Il gladiatore individuò la centralina che connetteva i pensieri della donna alle piastre hardware che permettevano i movimenti del nemico e la fece saltare con dei raggi ottici a basso voltaggio. Come Fergus aveva previsto, i cavi che imprigionavano il corpo della donna si allentarono ed il casco che le cingeva il capo cadde, rotolando sul pavimento devastato dalla lotta. Il colosso d’acciaio diede ancora qualche minimo segnale di vita e poi cessò del tutto di muoversi. “Ce l’hai fatta Fergus!” – GS era sicuro che la battaglia fosse finita, anche perché Torgan era tornato alle sue dimensioni normali. Solo allora il ragazzo si guardò intorno, alla ricerca degli schiavi del Potere ma non vide più nessuno. Nella lotta il Potere doveva aver perso l’ascendente sui suoi servi, i quali avevano pensato bene di fuggire a gambe levate. Dopo che Fergus e Torgan atterrarono accanto a GS, il pavimento di pietra su cui era poggiato il rottame dell’automa cedette ed il colossale corpo d’acciaio precipitò diversi metri sotto i loro piedi, in un sotterraneo che molto probabilmente sarebbe rimasto celato agli occhi della gente per molti anni ancora. Tuttavia GS pensava di mandare l’Homo Robus, il più robusto dei suoi robot, per recuperare quel relitto e consegnarlo al Grande Maestro. Forse il sapiente MU sarebbe riuscito a scoprire qualcosa di interessante sul Potere. GS fissò il cielo. Il Potere… chissà se era stato distrutto assieme alla sua macchina o se era già in cerca di un altro umano da corrompere. Afferrò la povera Sabry. Era svenuta ma il suo respiro era regolare e non aveva sul corpo segni preoccupanti a parte qualche ecchimosi. Salutò i suoi protettori d’acciaio, si liberò della Fire son e mise nello zaino la corona ed il bracciale.
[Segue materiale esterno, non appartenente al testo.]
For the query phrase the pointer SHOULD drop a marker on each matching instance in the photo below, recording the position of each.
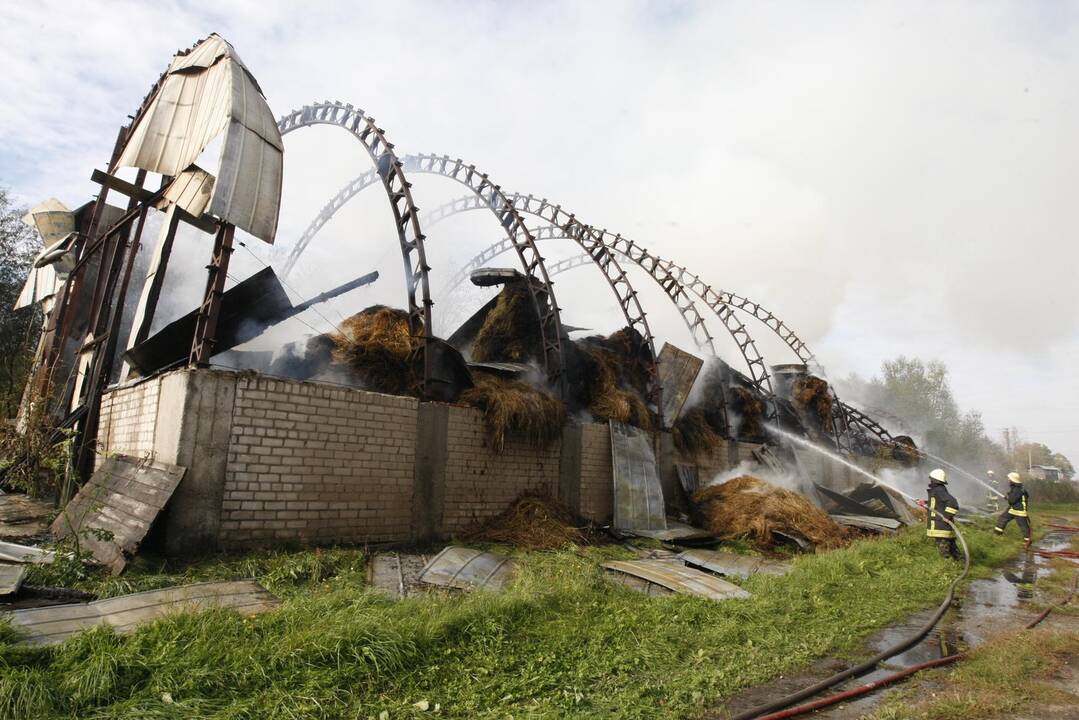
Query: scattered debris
(23, 554)
(675, 576)
(736, 566)
(56, 623)
(465, 568)
(868, 522)
(112, 513)
(534, 520)
(638, 496)
(11, 578)
(396, 573)
(748, 506)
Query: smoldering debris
(534, 520)
(747, 506)
(516, 409)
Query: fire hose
(774, 711)
(763, 711)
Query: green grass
(561, 641)
(1010, 675)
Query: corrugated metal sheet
(736, 566)
(674, 531)
(868, 522)
(205, 92)
(11, 578)
(638, 497)
(13, 553)
(466, 568)
(677, 576)
(123, 497)
(191, 190)
(57, 623)
(52, 219)
(678, 370)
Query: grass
(561, 641)
(1012, 674)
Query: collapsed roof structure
(82, 277)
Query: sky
(888, 177)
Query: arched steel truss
(387, 168)
(672, 277)
(511, 221)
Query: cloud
(888, 177)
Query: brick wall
(597, 484)
(479, 483)
(317, 463)
(128, 419)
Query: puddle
(988, 605)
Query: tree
(18, 245)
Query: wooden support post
(202, 344)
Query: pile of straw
(510, 333)
(748, 506)
(693, 434)
(534, 520)
(376, 345)
(516, 409)
(811, 399)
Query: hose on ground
(891, 679)
(862, 668)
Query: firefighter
(1018, 511)
(942, 505)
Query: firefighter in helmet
(941, 505)
(1018, 511)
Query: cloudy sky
(890, 178)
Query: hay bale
(516, 409)
(748, 506)
(534, 520)
(510, 331)
(377, 347)
(813, 402)
(694, 435)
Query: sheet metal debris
(732, 565)
(674, 531)
(56, 623)
(14, 553)
(678, 370)
(11, 578)
(465, 568)
(123, 498)
(868, 522)
(204, 92)
(638, 496)
(677, 576)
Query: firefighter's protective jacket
(1016, 501)
(941, 504)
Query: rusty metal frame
(540, 286)
(205, 335)
(390, 172)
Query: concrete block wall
(128, 418)
(480, 483)
(597, 485)
(318, 464)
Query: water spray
(963, 472)
(837, 458)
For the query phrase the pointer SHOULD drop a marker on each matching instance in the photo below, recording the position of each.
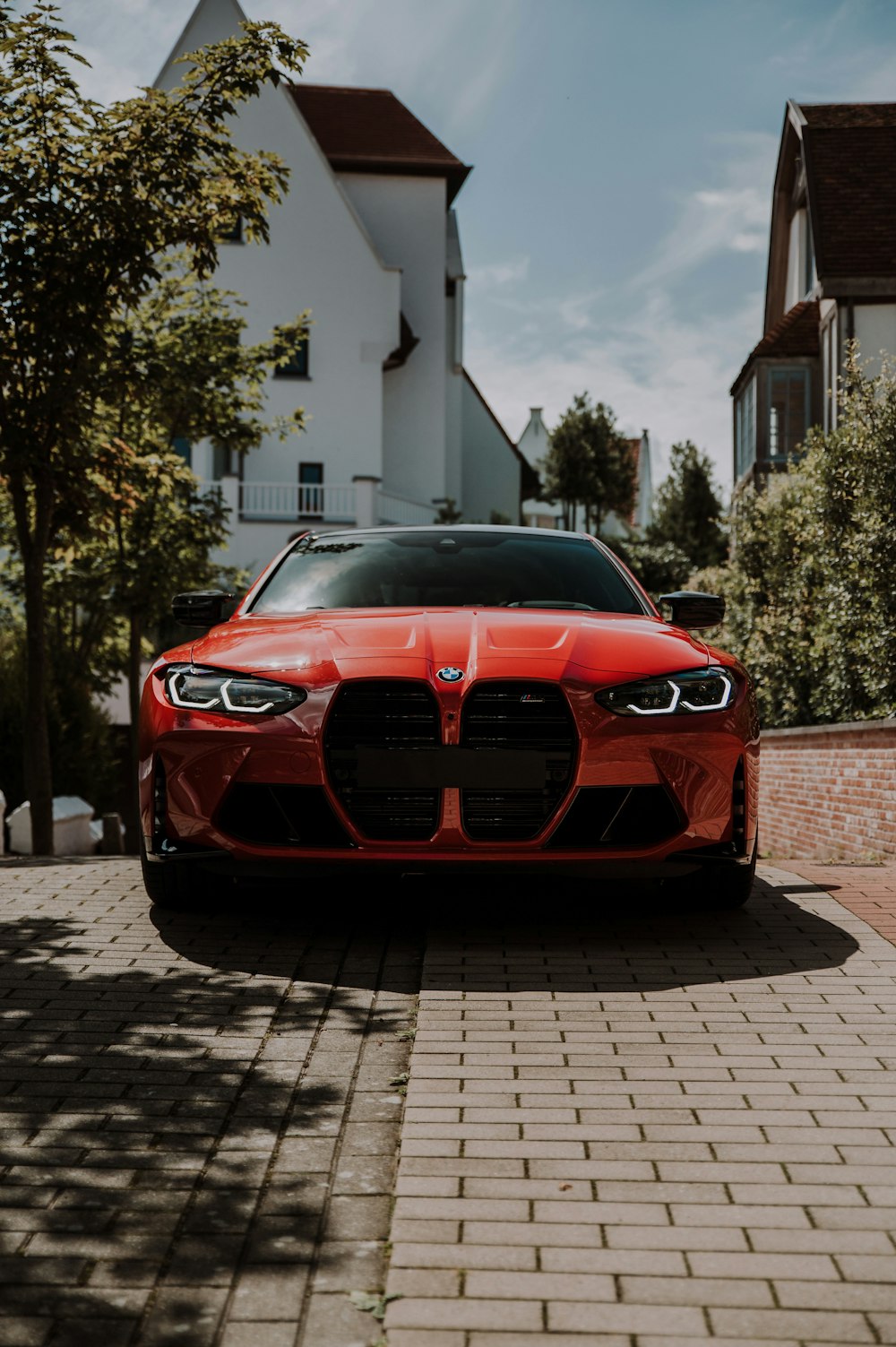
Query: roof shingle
(372, 131)
(850, 168)
(794, 334)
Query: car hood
(488, 643)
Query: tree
(187, 376)
(687, 511)
(90, 200)
(660, 567)
(812, 604)
(589, 463)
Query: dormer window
(788, 411)
(745, 428)
(294, 366)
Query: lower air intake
(618, 816)
(280, 816)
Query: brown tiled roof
(794, 334)
(371, 131)
(837, 115)
(850, 166)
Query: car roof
(511, 530)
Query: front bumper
(211, 766)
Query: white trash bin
(72, 833)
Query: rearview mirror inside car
(200, 608)
(694, 610)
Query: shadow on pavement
(143, 1098)
(495, 937)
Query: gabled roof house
(366, 238)
(534, 445)
(831, 276)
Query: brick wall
(829, 792)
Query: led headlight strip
(228, 694)
(671, 694)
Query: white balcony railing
(398, 509)
(360, 504)
(283, 501)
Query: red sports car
(457, 699)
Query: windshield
(446, 569)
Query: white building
(368, 241)
(534, 445)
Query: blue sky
(615, 227)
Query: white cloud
(729, 217)
(655, 369)
(499, 273)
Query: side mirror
(694, 610)
(200, 608)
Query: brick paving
(869, 891)
(197, 1127)
(649, 1127)
(623, 1124)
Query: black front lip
(222, 862)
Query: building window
(184, 449)
(294, 366)
(745, 430)
(310, 489)
(787, 412)
(230, 232)
(221, 462)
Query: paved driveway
(623, 1125)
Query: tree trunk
(38, 772)
(133, 819)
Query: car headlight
(228, 694)
(671, 694)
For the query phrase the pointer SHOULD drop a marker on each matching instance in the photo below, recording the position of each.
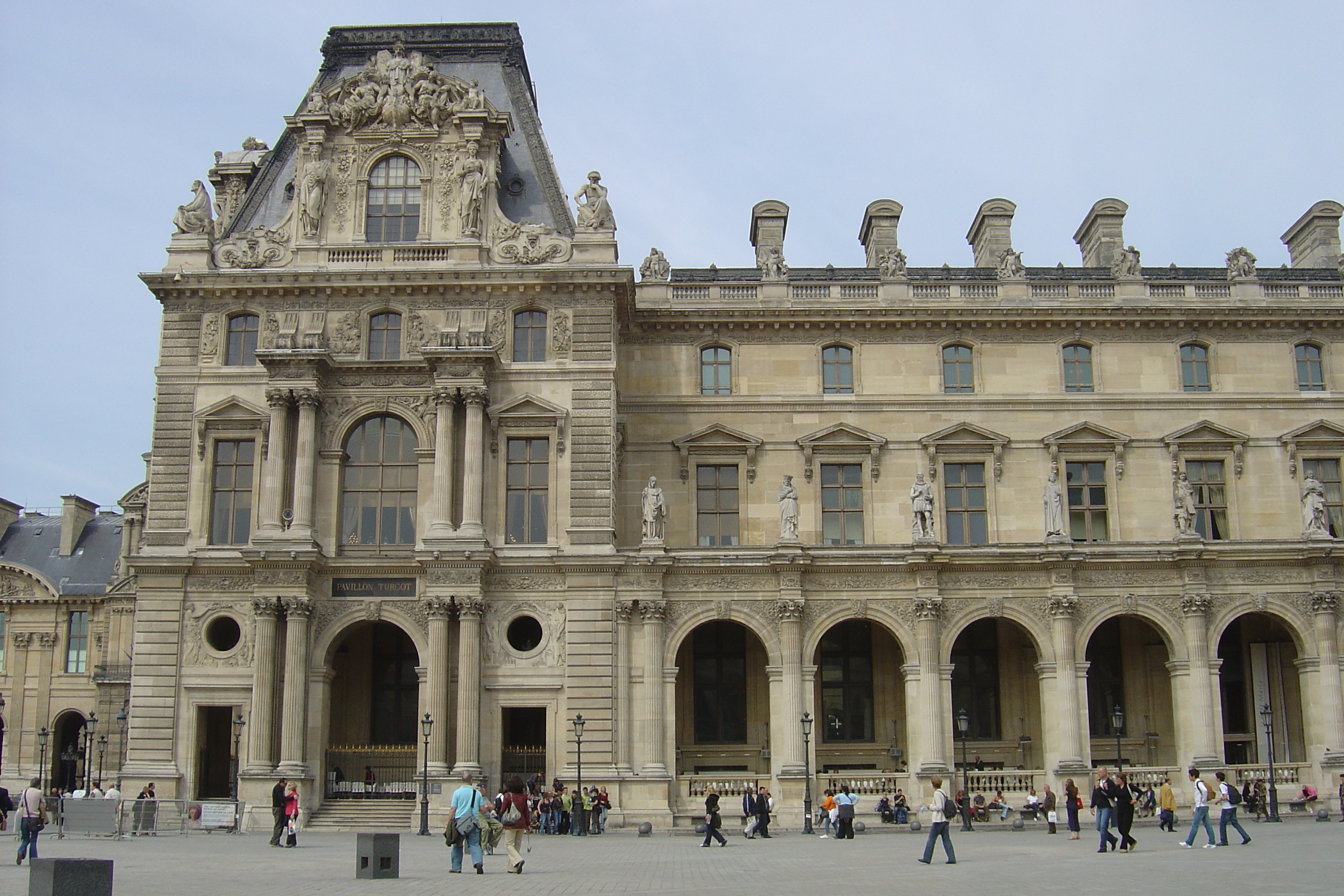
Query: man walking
(277, 812)
(1227, 800)
(1200, 813)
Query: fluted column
(293, 713)
(261, 751)
(1331, 704)
(473, 467)
(441, 507)
(436, 681)
(1199, 691)
(789, 739)
(469, 612)
(933, 713)
(305, 461)
(624, 610)
(654, 734)
(276, 464)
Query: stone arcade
(502, 481)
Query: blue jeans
(1229, 817)
(1200, 819)
(473, 844)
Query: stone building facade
(428, 447)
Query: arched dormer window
(385, 338)
(393, 213)
(838, 370)
(530, 336)
(378, 483)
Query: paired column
(273, 469)
(261, 754)
(293, 715)
(469, 612)
(305, 460)
(473, 468)
(437, 610)
(654, 735)
(441, 508)
(1199, 691)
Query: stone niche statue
(1315, 523)
(788, 512)
(655, 267)
(594, 212)
(194, 218)
(655, 512)
(921, 501)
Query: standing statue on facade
(1183, 497)
(594, 212)
(788, 511)
(1054, 500)
(655, 511)
(194, 218)
(1315, 522)
(921, 501)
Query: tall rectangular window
(964, 499)
(230, 500)
(1210, 497)
(77, 641)
(842, 504)
(1086, 500)
(717, 506)
(527, 485)
(1327, 472)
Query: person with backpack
(941, 810)
(1229, 799)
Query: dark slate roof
(33, 542)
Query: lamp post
(807, 774)
(964, 727)
(577, 805)
(426, 724)
(1117, 722)
(1268, 720)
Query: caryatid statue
(654, 510)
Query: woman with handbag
(713, 821)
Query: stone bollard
(71, 878)
(378, 856)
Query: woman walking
(713, 821)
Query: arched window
(241, 348)
(1311, 375)
(378, 483)
(1194, 369)
(385, 338)
(838, 370)
(393, 214)
(956, 370)
(716, 371)
(530, 336)
(1077, 369)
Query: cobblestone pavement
(1299, 858)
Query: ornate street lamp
(426, 726)
(807, 773)
(577, 805)
(1117, 723)
(964, 727)
(1268, 720)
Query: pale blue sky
(1218, 123)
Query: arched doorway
(374, 731)
(722, 702)
(1127, 668)
(861, 699)
(1260, 668)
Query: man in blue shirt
(467, 804)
Quando uscì dall’ospedale nel quale aveva lasciato Sabry era quasi l’alba. Aveva perso un intera giornata a causa del Potere. Ma era contento di averne sventato ancora una volta i piani.
Quando entrò nella camera di degenza vide la sua Sabry ancora priva di sensi. Stava per svegliarla, per chiederle come si sentisse, quando un infermiere gli raccomandò di non farlo. “Chi l’ha portata qui?”. L’infermiere lesse sulla denuncia – “Un certo GS. dice che l’ha trovata così fuori casa sua. Qualcuno deve averla picchiata, ha sul corpo i segni di una eventuale colluttazione”. Birkin bruciò di rabbia in quel momento. GS, ancora lui! Loro due si conoscevano, ma il suo vecchio amico non sapeva su quali alleati potesse contare adesso!